Wegen Umbau auf 17" verkaufe ich meinen leider falsch bestellten Rahmen in der Farbe RAL 7000 matt (Überwassertarnfarbe der Deutschen Marine)
Ich habe das Bike vor 2 Monaten bekommen und bin mit dem Rahmen 50km gefahren.
Er hat keine Kratzer oder Gebrauchsspuren.
Selbstverständlich ist das Schaltauge dabei.
Die Aufkleber auf dem Unterrohr werde ich noch entfernen.
Auf Wunsch auch die oberen. 

Details zum Artikel:
Ein hochwertiger superleichter Alu - Rahmen. Filigran gearbeitet aus 7005er Aluminium, dreifach konifiziert mit aufwändig CNC gefrästen 3D Ausfallenden, S-Bend Hinterbau, semi integriertem Steuersatz, austauschbarem Schaltauge und Discaufnahme wiegt der Rahmen pulverbeschichtet 1600g ( RH 19" ). Alle Leitungen werden sauber auf der Unterseite des Oberrohres verlegt. Ein edler, perfekt gearbeiteter Rahmen der die Grundlage für ein High-End Mountainbike bildet.
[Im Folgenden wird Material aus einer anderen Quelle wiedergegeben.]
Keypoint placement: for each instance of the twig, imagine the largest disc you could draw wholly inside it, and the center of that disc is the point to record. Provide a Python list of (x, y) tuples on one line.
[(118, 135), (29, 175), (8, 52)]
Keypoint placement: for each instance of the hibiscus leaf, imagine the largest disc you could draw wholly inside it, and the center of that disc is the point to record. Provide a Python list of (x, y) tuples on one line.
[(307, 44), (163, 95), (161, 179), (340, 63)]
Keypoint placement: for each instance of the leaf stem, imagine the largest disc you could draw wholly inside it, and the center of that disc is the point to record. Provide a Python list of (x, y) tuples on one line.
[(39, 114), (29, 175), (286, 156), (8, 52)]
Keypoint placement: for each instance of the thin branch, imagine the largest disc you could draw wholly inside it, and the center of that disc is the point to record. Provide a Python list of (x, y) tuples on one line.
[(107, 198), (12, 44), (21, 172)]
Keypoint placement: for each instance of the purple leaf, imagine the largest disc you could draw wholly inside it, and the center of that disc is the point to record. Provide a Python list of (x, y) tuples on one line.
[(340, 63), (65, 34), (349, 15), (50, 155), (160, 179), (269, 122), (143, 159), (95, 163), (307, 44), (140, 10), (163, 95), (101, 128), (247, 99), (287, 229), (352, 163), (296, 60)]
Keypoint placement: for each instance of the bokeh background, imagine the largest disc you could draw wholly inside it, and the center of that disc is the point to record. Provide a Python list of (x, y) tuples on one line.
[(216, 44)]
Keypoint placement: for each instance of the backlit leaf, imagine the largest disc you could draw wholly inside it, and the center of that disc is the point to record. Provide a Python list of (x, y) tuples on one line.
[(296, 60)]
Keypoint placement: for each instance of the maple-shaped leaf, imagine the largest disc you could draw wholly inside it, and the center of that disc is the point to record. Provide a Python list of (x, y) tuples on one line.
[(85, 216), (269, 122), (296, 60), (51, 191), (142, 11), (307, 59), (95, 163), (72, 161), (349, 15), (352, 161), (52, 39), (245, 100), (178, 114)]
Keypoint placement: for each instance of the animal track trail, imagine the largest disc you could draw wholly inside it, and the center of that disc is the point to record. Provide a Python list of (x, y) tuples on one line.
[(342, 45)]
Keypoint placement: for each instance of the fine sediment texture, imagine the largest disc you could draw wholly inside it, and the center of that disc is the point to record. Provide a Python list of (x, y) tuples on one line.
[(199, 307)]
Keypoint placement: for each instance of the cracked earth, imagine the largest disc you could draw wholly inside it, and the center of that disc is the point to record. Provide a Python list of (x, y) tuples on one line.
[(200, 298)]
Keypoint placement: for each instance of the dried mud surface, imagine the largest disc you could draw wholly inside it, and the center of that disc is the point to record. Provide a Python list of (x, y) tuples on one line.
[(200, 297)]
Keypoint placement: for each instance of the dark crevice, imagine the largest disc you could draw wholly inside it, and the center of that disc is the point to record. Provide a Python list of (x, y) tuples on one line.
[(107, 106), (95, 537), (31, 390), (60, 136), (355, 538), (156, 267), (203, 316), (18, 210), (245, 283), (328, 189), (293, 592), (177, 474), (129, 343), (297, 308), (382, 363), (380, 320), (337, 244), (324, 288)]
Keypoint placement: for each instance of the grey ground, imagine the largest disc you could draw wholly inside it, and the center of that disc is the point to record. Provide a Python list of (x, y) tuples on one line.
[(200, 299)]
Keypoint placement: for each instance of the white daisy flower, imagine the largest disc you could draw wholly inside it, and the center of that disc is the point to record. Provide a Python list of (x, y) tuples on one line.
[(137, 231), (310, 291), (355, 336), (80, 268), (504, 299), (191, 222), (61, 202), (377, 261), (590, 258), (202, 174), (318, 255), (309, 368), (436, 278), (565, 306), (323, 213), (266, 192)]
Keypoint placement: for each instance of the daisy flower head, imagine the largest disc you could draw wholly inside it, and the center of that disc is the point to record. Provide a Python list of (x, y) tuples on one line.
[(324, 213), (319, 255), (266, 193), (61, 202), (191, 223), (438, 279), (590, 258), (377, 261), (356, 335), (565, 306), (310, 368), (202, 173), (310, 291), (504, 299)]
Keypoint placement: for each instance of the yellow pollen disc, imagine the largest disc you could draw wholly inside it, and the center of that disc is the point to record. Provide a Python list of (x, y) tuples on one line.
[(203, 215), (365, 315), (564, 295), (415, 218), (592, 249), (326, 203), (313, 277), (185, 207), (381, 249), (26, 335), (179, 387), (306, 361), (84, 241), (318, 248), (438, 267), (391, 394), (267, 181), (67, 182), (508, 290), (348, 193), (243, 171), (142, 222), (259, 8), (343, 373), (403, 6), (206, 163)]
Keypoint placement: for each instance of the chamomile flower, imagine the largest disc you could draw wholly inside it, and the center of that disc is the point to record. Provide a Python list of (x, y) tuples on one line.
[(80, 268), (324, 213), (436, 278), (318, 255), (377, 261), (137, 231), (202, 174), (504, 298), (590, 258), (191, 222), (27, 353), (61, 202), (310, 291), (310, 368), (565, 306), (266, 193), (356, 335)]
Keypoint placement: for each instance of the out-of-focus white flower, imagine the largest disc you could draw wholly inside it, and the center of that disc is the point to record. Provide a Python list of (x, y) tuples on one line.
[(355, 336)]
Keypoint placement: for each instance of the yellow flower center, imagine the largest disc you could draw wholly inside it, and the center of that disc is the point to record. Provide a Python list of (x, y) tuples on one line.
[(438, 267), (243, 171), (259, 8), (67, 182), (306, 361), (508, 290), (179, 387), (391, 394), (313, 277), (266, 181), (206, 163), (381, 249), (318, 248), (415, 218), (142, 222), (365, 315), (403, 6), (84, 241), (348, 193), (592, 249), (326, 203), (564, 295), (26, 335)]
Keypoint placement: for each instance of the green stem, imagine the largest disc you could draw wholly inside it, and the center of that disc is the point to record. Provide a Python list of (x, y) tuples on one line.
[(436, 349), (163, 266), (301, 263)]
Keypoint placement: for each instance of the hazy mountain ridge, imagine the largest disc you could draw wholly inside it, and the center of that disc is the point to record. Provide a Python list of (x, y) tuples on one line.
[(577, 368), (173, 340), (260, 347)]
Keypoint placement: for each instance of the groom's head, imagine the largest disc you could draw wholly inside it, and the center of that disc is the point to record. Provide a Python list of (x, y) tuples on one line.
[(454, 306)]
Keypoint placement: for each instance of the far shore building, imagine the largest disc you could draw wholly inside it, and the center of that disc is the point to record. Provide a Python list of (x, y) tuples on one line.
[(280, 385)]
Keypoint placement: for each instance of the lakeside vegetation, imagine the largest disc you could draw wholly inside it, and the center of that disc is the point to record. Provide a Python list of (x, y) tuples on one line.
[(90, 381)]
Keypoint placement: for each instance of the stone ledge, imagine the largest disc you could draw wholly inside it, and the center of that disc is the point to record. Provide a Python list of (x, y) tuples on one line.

Rahmen Superlight 7005 Alu
3-fach Konifiziert
semi-integrierter Steuersatz / S-Bend Hinterbau 
formschöne Gussets an den stressbelasteten Bereichen sorgen für eine höhere Rahmensteifigkeit 
präzisionsgefräßte CNC Ausfallenden / austauschbares Schaltauge 
Scheibenbremsaufnahme nach IS 2000 
Sattelstützmaß 31,6mm

Sitzrohrlänge in mm 480
Sitzrohrwinkel in ° 73
Steuerrohrlänge 130
Lenkwinkel in ° 71
Kettenstrebenlänge in mm 425
Oberrohrlänge in mm 568
Federweg vorne in mm max -105
Überstandhöhe in mm 810

Die Daten kann man auch auf der Seite vom Custom Bike bauer Transalp24 einsehen.

Da ich Privatmann bin gebe ich keine Garanie oder Gewärleistung.

Und jetzt viel Glück

********************************************************

Hallo nochmal.

Aufgrund der vielen Fragen bezüglich der Aufkleber... 
Ich habe mir das gleiche Bike wieder als 17" Ausführung bauen lassen. 
Und mir auch nochmal die gleichen Aufkleber machen lassen. 

Damit es die einzige Dreckfräse bleibt wollte ich die schon gern abmachen. 

Ich kann Euch aber gern sagen wo man Schriftzüge für 5 Euro das Stück ganz einfach machen lassen kann. 
Eben wenn möglich mit einem anderen Namen. 
Ich helfe auch gern dabei einen zu finden !


*Falls das aber ein k.o. Kriterium sein sollte verkaufe ich in äußerster Not auch mit Schriftzug !*

Gruß Michael


----------